The world made itself known to me quite gradually,

in small steps that I can now only imagine.

I cannot remember these steps.

They happened before memory was born.

I felt these steps.

Discomfort was a feeling that I learned quickly to correct.

My first feelings were those untenable positions

which caused me to turn away from irritation

into a position of familiarity and contentment.

I kicked and moved to find my snugness

not knowing or caring that my attempt to find relief caused pain to another.

The experience of the world of the womb was lost to me.

The world was making itself known, but I knew nothing of the world.

I knew nothing about myself for I was not a self.

I was as close to bring nothing as I have ever been.

Yet in this nothing there was feeling.

There was touch. There were senses.

I could hear the world making music

and the sounds of the body in which I was immersed.

Because I did not breath, I could not smell.

Because I had no smell, I could not taste.

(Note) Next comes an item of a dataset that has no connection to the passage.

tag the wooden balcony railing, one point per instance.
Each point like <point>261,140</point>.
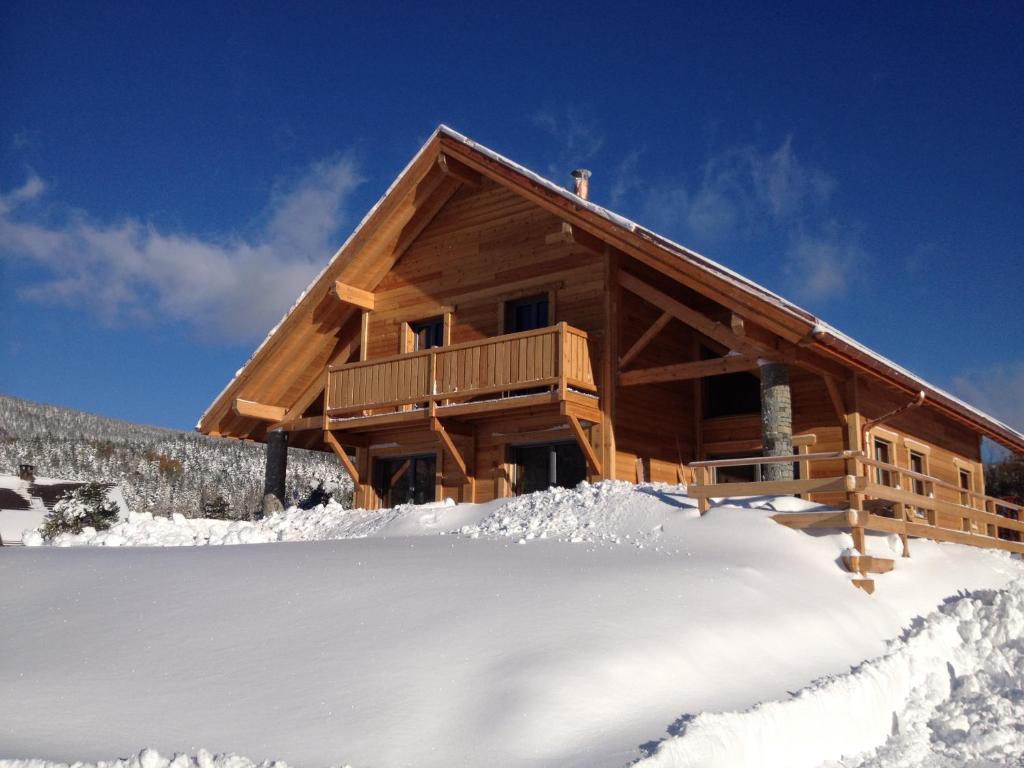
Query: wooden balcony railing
<point>554,357</point>
<point>892,506</point>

Because I had no eyes I could not see.

But there was touch and there was sound and there was feeling.

The rest would come later.

The world makes itself known to us slowly.

The distress that I felt at the moment of my birth was sudden and momentous.

I left the familiar world of water and warmth,

felt the pressure of extreme movement that I had never felt before.

The world made me know of constriction and limits.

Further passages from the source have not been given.